Mary Oliver is one of America’s most significant and best-selling poets. Born in 1935 in Cleveland, Ohio, and raised in nearby Maple Heights, Mary Oliver passed away on January 17, 2019.
Mary Oliver’s books of poetry include: No Voyage and Other Poems (1963); The River Styx, Ohio, and Other Poems (1972); Twelve Moons (1979); American Primitive (1983); Dream Work (1986); House of Light (1990); New and Selected Poems (1992); White Pine (1994); West Wind (1997); The Leaf and the Cloud (2000); What Do We Know (2002); Owls and Other Fantasies (2003); Why I Wake Early (2004); Blue Iris (2004); Wild Geese: Selected Poems (2004); New and Selected Poems, Volume Two (2005); Thirst (2006); Red Bird (2008); The Truro Bear and Other Adventures (2008); Evidence (2009); Swan (2010); A Thousand Mornings (2012); Dog Songs (2013); Blue Horses (2014); Felicity (2015); and, Devotions: The Selected Poems of Mary Oliver (2017).

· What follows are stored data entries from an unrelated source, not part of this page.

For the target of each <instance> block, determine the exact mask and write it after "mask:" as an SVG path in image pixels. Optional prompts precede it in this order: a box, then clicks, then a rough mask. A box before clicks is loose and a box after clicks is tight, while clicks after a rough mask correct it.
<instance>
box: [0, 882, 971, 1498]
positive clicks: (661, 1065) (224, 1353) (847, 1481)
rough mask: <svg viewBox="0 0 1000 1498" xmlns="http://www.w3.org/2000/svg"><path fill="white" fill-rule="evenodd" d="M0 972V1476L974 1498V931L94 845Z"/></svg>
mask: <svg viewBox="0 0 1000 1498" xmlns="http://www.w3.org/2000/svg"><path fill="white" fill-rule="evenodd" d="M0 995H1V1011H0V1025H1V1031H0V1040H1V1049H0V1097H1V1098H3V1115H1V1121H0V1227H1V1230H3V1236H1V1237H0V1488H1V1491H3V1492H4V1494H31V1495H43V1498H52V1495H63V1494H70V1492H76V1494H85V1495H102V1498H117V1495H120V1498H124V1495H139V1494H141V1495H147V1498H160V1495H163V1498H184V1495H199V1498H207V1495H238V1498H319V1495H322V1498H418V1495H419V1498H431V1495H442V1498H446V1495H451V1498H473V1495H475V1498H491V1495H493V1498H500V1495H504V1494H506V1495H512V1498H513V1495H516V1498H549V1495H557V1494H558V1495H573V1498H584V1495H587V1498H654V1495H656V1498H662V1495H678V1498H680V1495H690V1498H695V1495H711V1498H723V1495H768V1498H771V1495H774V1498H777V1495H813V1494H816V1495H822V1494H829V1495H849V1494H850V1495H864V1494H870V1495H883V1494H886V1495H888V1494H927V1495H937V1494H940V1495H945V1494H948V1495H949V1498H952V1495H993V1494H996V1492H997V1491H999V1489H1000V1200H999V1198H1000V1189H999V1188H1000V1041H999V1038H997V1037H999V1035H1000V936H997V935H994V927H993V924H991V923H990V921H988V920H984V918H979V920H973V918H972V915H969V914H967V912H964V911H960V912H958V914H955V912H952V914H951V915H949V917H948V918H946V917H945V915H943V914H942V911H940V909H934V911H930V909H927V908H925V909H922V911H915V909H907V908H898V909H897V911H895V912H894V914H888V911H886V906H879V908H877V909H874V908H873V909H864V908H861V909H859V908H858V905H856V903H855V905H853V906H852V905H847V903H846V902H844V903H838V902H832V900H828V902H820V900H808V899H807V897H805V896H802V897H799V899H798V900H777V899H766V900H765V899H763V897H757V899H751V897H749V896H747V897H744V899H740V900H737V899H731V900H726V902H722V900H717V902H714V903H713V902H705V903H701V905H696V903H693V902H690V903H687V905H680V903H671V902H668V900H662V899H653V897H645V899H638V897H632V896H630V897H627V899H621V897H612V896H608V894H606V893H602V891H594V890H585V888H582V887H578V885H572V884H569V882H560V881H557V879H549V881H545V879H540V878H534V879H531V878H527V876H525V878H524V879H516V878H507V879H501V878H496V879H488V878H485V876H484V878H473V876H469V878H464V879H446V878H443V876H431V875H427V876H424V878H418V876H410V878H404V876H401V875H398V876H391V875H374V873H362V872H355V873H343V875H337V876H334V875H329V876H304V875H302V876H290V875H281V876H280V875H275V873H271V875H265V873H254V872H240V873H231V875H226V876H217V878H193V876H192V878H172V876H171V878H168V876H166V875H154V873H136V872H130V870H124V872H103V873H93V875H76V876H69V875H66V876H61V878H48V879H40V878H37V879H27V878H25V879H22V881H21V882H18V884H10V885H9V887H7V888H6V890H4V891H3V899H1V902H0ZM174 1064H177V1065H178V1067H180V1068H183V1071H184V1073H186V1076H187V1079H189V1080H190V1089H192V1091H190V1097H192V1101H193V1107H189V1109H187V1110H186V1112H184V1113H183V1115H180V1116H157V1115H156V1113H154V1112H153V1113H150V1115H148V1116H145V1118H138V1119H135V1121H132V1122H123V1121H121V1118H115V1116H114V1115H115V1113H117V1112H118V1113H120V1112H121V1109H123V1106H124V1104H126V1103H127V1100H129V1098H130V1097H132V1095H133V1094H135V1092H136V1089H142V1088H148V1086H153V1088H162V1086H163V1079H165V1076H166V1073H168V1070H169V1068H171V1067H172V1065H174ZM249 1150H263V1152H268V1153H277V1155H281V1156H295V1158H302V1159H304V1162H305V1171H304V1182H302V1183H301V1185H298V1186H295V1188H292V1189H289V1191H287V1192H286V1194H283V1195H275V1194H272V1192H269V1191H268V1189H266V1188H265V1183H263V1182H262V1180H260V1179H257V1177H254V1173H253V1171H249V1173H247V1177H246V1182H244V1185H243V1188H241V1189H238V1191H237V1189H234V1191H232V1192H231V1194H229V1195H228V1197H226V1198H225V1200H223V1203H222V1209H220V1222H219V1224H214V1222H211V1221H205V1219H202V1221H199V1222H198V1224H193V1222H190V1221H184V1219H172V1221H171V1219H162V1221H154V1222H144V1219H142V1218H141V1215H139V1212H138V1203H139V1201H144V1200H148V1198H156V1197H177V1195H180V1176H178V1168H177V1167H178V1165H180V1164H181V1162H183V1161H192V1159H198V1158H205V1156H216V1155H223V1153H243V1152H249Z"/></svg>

Mary Oliver’s prose works include: A Poetry Handbook (1994); Blue Pastures (1995); Rules for the Dance (1998); Winter Hours (1999); Long Life (2004); Our World with Molly Malone Cook (2007); and, Upstream: Selected Essays (2016).
Among her many honors are the Pulitzer Prize in 1984 for American Primitive and the National Book Award in 1992 for New and Selected Poetry. She was awarded fellowships from the Guggenheim Foundation and the National Endowment for the Arts, American Academy of Arts and Letters Achievement Award. Other awards include the Lannan Literary Award, Christopher and L.L. Winship/PEN New England Award, Poetry Society of America’s Shelly Memorial Prize, and the Pioneer Award from the Santa Monica Public Library Green Prize for Sustainable Literature.
She received Honorary Doctorates from The Art Institute of Boston, Dartmouth College, Marquette University, and Tufts University. She taught at many colleges and universities, including: Case Western Reserve University; Bennington College, where she held the Catherine Osgood Foster Chair For Distinguished Teaching; Bucknell University; and, Sweet Briar College, where she was Margaret Banister Writer in Residence.